O ministro da Fazenda, Guido Mantega, mais uma vez partiu para a agressividade para sustentar seus pontos de vista num debate público - e, mais uma vez, mostrou mais vocação para o destempero do que para a argumentação. Ao defender a intervenção do Tesouro nos financiamentos do Banco Nacional de Desenvolvimento Econômico e Social (BNDES), tentou desqualificar os críticos dessa política, acusando-os de responsáveis pela hiperinflação e pela crise cambial. "Eles quebrariam o País de novo", disse o ministro numa entrevista ao Estado.
Mais que inútil, o esforço foi contraproducente. Ele não conseguiu justificar a transferência de R$ 180 bilhões do Tesouro para o banco nem os subsídios - por ele estimados entre R$ 5,5 bilhões e R$ 6 bilhões - concedidos com dinheiro do contribuinte a empresários escolhidos pelo governo.
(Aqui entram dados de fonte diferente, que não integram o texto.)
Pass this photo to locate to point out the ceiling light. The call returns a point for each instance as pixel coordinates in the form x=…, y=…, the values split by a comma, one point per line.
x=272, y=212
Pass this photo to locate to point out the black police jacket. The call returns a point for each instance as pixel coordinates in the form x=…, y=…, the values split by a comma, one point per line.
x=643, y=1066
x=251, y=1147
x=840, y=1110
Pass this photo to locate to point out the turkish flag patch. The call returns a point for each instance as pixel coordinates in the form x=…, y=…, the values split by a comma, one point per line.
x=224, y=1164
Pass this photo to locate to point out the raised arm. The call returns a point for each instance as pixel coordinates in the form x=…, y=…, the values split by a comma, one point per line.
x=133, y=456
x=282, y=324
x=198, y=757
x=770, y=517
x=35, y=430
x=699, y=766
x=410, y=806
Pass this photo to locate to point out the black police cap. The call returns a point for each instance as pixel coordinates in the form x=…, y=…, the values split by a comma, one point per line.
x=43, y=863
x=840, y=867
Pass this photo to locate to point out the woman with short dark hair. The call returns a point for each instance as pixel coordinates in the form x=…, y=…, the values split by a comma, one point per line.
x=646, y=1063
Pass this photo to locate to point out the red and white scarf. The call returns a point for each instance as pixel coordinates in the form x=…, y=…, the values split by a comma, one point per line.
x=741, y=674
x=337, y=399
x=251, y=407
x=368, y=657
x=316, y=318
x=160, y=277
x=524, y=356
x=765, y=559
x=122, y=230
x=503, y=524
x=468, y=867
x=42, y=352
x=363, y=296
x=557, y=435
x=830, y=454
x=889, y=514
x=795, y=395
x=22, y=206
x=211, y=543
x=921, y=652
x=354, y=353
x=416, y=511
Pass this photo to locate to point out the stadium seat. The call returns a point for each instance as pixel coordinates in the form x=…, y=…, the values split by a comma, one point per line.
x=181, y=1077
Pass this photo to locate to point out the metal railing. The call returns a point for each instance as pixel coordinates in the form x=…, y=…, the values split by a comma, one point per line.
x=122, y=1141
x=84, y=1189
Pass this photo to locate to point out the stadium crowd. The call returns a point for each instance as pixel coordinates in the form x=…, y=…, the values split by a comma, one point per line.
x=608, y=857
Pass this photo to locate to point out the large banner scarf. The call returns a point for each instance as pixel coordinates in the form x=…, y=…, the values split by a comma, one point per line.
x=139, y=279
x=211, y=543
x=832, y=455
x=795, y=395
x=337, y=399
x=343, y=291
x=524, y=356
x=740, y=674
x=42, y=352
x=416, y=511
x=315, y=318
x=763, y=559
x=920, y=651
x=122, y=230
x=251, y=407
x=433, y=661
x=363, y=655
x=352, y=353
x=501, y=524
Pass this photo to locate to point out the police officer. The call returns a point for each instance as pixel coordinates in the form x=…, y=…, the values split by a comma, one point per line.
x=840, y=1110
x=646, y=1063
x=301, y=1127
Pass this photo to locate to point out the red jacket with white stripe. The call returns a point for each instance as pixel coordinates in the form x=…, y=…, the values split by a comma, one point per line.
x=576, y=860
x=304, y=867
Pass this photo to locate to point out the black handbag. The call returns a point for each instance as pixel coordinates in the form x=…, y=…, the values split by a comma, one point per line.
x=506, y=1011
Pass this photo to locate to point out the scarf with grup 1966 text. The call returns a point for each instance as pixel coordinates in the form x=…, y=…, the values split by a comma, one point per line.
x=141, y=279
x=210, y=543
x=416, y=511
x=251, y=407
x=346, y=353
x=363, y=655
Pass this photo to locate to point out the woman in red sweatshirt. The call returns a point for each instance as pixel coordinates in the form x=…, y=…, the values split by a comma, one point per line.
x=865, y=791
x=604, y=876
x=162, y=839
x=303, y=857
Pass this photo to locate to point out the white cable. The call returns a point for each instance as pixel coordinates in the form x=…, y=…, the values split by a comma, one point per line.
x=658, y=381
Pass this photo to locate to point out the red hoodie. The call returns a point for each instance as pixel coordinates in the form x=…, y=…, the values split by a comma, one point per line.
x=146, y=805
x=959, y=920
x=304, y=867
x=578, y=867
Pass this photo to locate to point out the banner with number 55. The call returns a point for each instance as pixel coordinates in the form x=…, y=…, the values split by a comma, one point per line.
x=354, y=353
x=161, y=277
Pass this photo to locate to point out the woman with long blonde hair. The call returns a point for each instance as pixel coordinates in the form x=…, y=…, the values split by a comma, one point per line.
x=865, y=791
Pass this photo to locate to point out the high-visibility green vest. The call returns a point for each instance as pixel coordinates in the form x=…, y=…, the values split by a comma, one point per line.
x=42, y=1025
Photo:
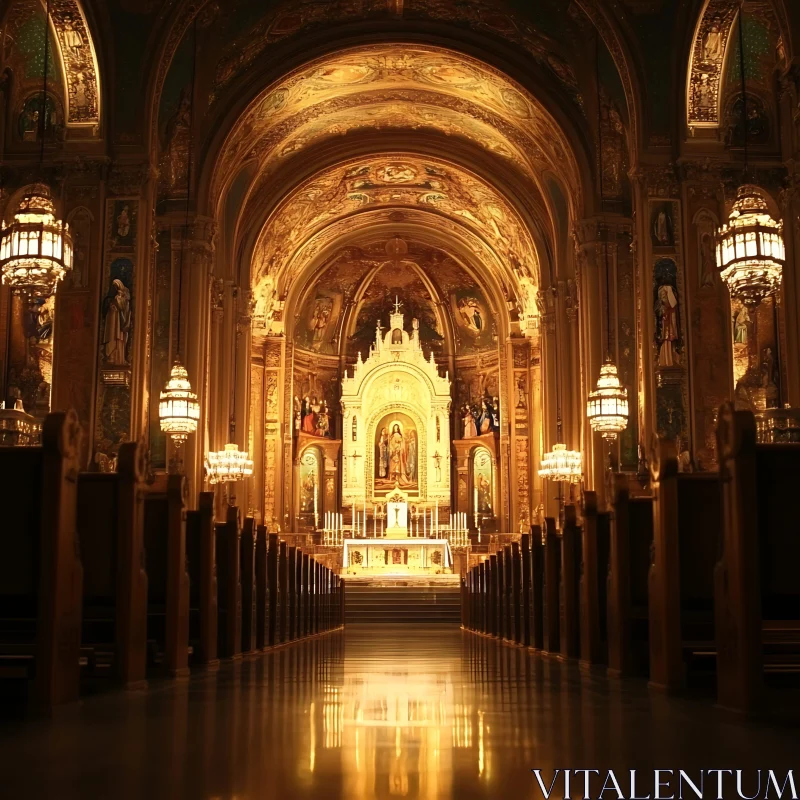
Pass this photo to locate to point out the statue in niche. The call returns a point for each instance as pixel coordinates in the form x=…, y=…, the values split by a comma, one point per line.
x=740, y=323
x=522, y=392
x=667, y=326
x=319, y=321
x=470, y=429
x=117, y=325
x=411, y=459
x=383, y=454
x=398, y=456
x=323, y=427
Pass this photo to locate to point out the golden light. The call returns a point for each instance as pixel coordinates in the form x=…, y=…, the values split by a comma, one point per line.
x=607, y=407
x=178, y=408
x=36, y=248
x=561, y=464
x=750, y=248
x=228, y=465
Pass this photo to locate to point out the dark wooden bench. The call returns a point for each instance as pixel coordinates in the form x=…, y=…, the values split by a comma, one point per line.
x=40, y=570
x=551, y=592
x=570, y=639
x=686, y=531
x=201, y=559
x=756, y=589
x=247, y=560
x=593, y=584
x=629, y=564
x=110, y=521
x=167, y=578
x=229, y=600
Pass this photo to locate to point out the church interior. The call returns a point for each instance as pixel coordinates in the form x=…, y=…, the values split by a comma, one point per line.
x=397, y=396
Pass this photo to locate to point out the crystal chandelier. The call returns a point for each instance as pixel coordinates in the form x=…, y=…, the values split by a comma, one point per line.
x=228, y=465
x=750, y=249
x=178, y=408
x=561, y=464
x=607, y=408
Também não respondeu à restrição técnica apontada pelos críticos: segundo eles, a relação promíscua do Tesouro com o BNDES é quase uma reprodução da conta movimento entre o Banco Central e o Banco do Brasil, criada no período militar e extinta na segunda metade dos anos 80. A inflação foi a consequência mais notória dessa relação incestuosa e ele deveria conhecer tal fato.
Segundo o ministro, o dinheiro transferido ao BNDES, numa fase de escassez de crédito, serviu à política antirrecessiva. Fato número um: o primeiro aporte, de R$ 100 bilhões, ocorreu em 2009, mas a maior parte desse dinheiro, R$ 61 bilhões, foi transferida entre o fim de julho e o fim de agosto, quando a recuperação já havia começado. O total foi desembolsado até março deste ano. Fato número dois: o segundo aporte, de R$ 80 bilhões, saiu em 2010, quando a economia crescia aceleradamente e a recessão estava superada. A explicação do ministro confunde fatos e datas da história recentíssima do País.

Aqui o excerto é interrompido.